Exhibit 2: U.S. 10-year bond yield
Note: As of June 1, 2020. Source: RBC GAM, RBC CM
Exhibit 3: Yield to maturity
Note: Current spread as of May 31, 2020. Shaded areas within the bars indicate the yield spread versus the U.S. 10-year Treasury bond yield. Source: ICE BofA, RBC GAM
Bear market in stocks boosted return potential
Equity markets crashed in late February/early March as the scale of the crisis became clear. At their troughs, the S&P 500 and the MSCI World Index had both tumbled 34% from their prior highs. As with credit markets, massive support programs and early signs that the crisis could be contained sparked a massive rally. Especially in the U.S. where the tech-heavy S&P 500 index has recovered more than 2/3 of its losses, the V-shaped pattern has moved stocks well past valuation levels consistent with current and near-term corporate earnings prospects (Exhibit 4). Stock markets in most countries, though, remain below fair value and even in the U.S., should corporate profits approach normalized levels over the coming 12-24 months, further gains in equities are a possibility.

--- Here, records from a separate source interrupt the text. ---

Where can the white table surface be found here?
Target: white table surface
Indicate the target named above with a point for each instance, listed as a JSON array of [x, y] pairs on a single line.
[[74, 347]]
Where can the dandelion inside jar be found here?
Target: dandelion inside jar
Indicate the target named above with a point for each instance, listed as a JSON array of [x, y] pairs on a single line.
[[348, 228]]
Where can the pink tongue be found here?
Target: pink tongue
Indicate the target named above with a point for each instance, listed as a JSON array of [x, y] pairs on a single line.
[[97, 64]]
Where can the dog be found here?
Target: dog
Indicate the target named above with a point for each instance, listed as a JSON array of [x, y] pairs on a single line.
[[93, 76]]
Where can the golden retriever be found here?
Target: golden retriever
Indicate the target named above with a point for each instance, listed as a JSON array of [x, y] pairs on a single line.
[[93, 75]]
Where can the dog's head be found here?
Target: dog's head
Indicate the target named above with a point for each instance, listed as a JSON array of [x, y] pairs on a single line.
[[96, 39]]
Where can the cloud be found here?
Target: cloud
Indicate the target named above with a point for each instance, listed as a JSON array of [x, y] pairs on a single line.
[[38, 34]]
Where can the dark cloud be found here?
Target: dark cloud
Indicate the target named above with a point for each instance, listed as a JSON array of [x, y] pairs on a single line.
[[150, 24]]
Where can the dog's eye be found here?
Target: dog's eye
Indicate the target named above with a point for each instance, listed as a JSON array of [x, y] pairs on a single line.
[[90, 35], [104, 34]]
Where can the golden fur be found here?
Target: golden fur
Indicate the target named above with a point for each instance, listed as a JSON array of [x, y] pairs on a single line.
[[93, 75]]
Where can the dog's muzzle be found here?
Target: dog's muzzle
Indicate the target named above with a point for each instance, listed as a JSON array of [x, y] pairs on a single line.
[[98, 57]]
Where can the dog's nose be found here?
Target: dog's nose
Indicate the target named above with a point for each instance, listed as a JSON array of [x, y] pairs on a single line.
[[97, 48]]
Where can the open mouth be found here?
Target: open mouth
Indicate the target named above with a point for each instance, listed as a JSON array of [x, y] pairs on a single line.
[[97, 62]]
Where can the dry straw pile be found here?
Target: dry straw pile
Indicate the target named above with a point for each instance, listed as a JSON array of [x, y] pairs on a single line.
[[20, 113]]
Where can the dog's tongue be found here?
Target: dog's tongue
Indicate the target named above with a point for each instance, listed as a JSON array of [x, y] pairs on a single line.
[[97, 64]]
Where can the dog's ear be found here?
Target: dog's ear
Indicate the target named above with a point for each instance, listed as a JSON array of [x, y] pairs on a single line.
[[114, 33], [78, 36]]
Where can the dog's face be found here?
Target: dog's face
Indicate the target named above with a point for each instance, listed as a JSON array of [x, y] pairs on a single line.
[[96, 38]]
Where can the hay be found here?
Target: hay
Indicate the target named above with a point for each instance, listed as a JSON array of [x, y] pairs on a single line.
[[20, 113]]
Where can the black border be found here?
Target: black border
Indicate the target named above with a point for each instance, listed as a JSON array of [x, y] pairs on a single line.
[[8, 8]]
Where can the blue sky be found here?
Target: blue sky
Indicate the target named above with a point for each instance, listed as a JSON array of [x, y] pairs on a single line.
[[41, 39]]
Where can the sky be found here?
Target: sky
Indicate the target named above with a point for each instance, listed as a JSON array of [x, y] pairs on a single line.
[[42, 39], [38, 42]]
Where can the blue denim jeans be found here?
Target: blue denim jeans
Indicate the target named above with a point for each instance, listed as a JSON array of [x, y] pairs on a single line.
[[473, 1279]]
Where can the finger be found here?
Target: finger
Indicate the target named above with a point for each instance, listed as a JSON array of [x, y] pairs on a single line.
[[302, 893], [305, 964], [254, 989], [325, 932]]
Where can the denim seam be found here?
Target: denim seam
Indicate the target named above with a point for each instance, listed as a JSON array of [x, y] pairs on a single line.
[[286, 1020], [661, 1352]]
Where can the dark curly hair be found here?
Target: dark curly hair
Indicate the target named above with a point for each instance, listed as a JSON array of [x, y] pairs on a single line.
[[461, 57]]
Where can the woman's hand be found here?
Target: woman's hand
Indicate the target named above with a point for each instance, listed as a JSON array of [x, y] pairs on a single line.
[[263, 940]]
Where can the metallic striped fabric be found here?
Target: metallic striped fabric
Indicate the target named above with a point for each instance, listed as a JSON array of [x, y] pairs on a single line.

Exhibit 4: S&P 500 equilibrium
Normalized earnings & valuations
Note: As of May 29, 2020. Fair value estimates are for illustrative purposes only. Corrections are always a possibility and valuations will not limit the risk of damage from systemic shocks. It is not possible to invest directly in an unmanaged index. Source: RBC GAM
Asset mix – resetting strategic asset mix
As with all crises that preceded COVID-19, we are confident that economies and corporate profits will eventually move beyond their prior peaks. In no way does that diminish the scale of suffering and disruption caused by the pandemic or its power to touch off significant and durable change in society and capital markets. As importantly, the crisis seems likely to reinforce trends already in place that will have major impacts on savers and investors. First among these is the massive reduction in the real rate of interest which now looks to stick near zero for a very long time into the future, likely bringing down nominal returns on all risk assets even if risk premiums do not change. Sovereign fixed income markets could be locked into low single digit coupons and returns for many years, reducing their utility as a risk modifier in multi asset portfolios and the income they provide. Investors will be challenged to find substitutes for the role played by fixed income through the past 40 years, although credit and private markets hold promise as a result of some combination of higher yields than sovereign fixed income, lower volatility than stocks and, frequently, correlations not perfectly tied to equity market indices. Modest additions to risk assets, including stocks, may make sense, especially for those with time horizons beyond a single business cycle. Reflecting this and recognizing the long holding periods of many of our clients, we are shifting the strategic asset mix for our reference portfolio recommended for global, balanced investors from 55% equities, 43% fixed income, 2% cash to 60% equities, 38% bonds, 2% cash. Based on the new strategic neutral setting and our tactical view that stocks will outperform bonds and cash, our current tactical asset mix is 61% equities, 38% bonds, 1% cash.